Thursday 27 June 2013

New Apthegms No 1

  • Having gathered all the weeds together in one pile and set them beside the leaves raked up all autumn, it is time do something spectacular.  Mulch or burn.  Neither: let the wind blow them away again.

  • The children gather around the sweets table at the art opening.  They are bored.  I watch them shovel the jelly beans in, and tell them: You should sample all the colors to stay healthy.  They think for a moment and then dive back in.  What would you say?

  • For Heraclitus, the soul of man is a far country which cannot be approached or explored; for me, it is a little light in the middle of a dark room I am not allowed to enter.

  • Even for Nietzsche, one’s self is a deep well hidden from oneself, the treasure that cannot be mined until the end of one’s days. For me, it is a large stain in the midst of one’s life that keeps spreading.  Or perhaps an amorphous cell that silently grows around the edges of one’s consciousness.
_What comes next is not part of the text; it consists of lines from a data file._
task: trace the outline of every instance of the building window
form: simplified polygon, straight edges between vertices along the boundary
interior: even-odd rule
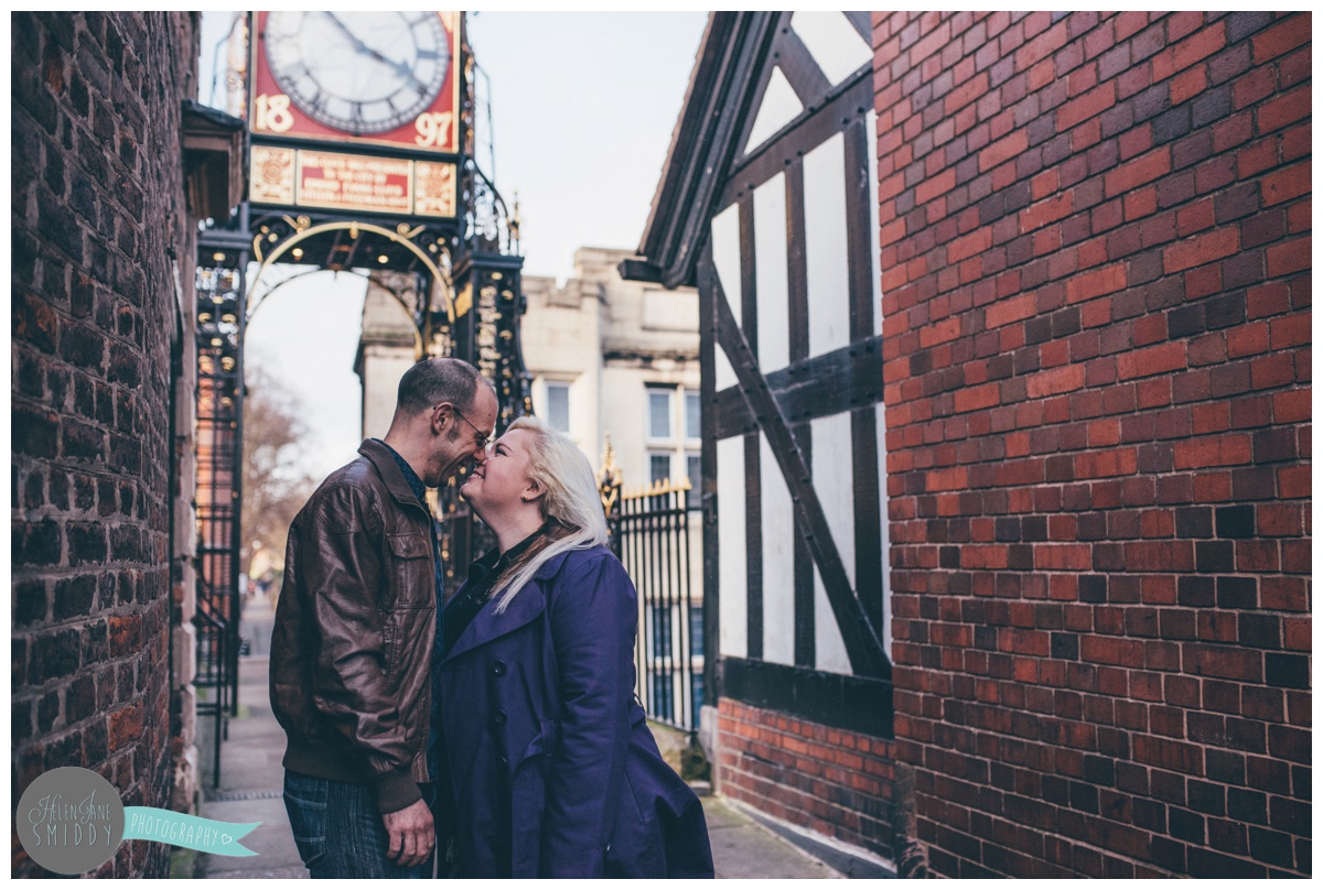
[[[671,455],[652,452],[648,455],[648,481],[660,483],[671,479]]]
[[[570,431],[570,385],[546,385],[546,425],[557,432]]]
[[[648,390],[648,438],[671,438],[671,390]]]
[[[671,607],[652,607],[652,657],[671,657]]]
[[[699,394],[684,394],[684,438],[703,438],[703,411],[699,409]]]

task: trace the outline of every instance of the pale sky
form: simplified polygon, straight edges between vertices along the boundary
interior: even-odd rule
[[[202,102],[230,15],[202,15]],[[565,279],[578,247],[638,246],[705,24],[704,12],[468,13],[495,171],[483,132],[478,161],[507,204],[519,190],[525,275]],[[355,275],[308,276],[275,291],[249,328],[247,361],[284,381],[307,411],[307,467],[318,477],[353,459],[360,442],[353,356],[364,287]]]

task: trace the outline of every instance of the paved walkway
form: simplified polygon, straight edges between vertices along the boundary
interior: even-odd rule
[[[265,598],[247,600],[241,633],[250,653],[239,659],[239,715],[229,722],[221,746],[221,782],[213,787],[212,731],[214,719],[198,721],[202,760],[202,816],[228,823],[262,823],[243,845],[258,856],[235,858],[200,854],[200,878],[306,878],[290,834],[280,799],[284,733],[267,697],[271,606]],[[720,796],[704,797],[712,854],[718,878],[840,878],[840,871],[745,815]]]

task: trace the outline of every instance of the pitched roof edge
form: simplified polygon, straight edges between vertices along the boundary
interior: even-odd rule
[[[754,99],[758,60],[779,15],[714,12],[708,19],[639,242],[639,255],[668,288],[693,282],[717,188]]]

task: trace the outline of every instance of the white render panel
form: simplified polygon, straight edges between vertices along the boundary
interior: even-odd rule
[[[767,436],[758,436],[762,497],[762,659],[795,663],[795,514]]]
[[[827,516],[827,528],[855,587],[855,464],[849,411],[822,417],[814,428],[814,491]],[[814,566],[814,651],[818,669],[852,673],[836,614],[827,599],[822,573]]]
[[[749,655],[749,555],[745,540],[744,436],[717,443],[717,549],[721,655]]]
[[[873,50],[841,12],[796,12],[790,26],[832,86],[873,60]]]
[[[875,628],[882,637],[882,651],[892,660],[892,526],[886,512],[886,406],[878,402],[873,406],[877,415],[877,487],[878,504],[882,512],[882,622]]]
[[[738,204],[732,204],[712,217],[712,263],[717,267],[717,278],[721,280],[721,290],[726,294],[726,303],[730,304],[730,312],[736,316],[736,324],[742,327],[744,280],[740,272]],[[720,393],[729,386],[734,386],[738,381],[736,370],[730,366],[730,360],[726,358],[726,352],[720,344],[716,346],[716,354],[717,391]]]
[[[804,104],[790,86],[790,81],[781,73],[781,66],[771,69],[771,78],[767,81],[767,90],[762,94],[762,104],[758,106],[758,116],[754,118],[753,130],[749,131],[749,142],[745,143],[744,153],[753,152],[758,145],[767,142],[767,138],[794,120]]]
[[[869,280],[873,286],[873,336],[880,337],[882,335],[882,270],[881,270],[881,257],[882,249],[878,242],[878,221],[877,221],[877,112],[869,111],[868,120],[864,123],[864,128],[868,131],[868,268]],[[878,448],[881,443],[878,442]],[[886,476],[880,476],[878,479],[886,479]],[[882,485],[885,489],[886,487]],[[882,525],[886,525],[882,522]]]
[[[849,239],[845,230],[845,138],[804,155],[804,259],[808,354],[849,345]]]
[[[753,193],[754,268],[758,282],[758,365],[763,374],[790,364],[790,270],[786,258],[786,175]]]

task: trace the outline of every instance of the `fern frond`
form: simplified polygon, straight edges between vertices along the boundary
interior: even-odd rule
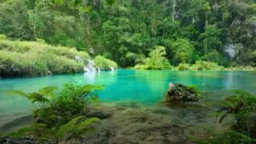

  • Someone found my book The Humming Tree, of all places, in Bruges, and wrote to say it changed the way he sees the world.  If I had been in that ancient city, that other Venice of the north, I too would be changed in all my essential ways of perceiving and thinking about the world.  It is enough now, however, to have such a letter and to allow me to dream a little more.

  • If the Holocaust never happened, where are the six million Jews?  Do they all live in Miami Beach in luxury retirement villas, on the shore of Tel-Aviv rubbing their hands with glee, hide in deep tunnels in the middle of the Negev Desert waiting for the Messiah, or did they never live at all, and thus all Jews are liars, cheats and ghosts?

  • For more than two thousand years thought and feelings were enmeshed in the study of rhetoric, a discipline, a syllabus, a way of seeing the world and a value system.  How to disentangle oneself and write about the reality we experience, without throwing the whole vast treasury of the past out with the bathwater?

  • The moon is attached to the earth by an eclipse.

  • In our modern world, death has a new dimension.  After the brain is dead, one may keep the body breathing until it is convenient for family and friends to say farewell.  But how do you goodbye to someone who is no longer at home?


  • There are not always two sides to every story, even if one of them might be true, but each time a story has two sides, one is like a moebius strip, the other runs wild like a filigree.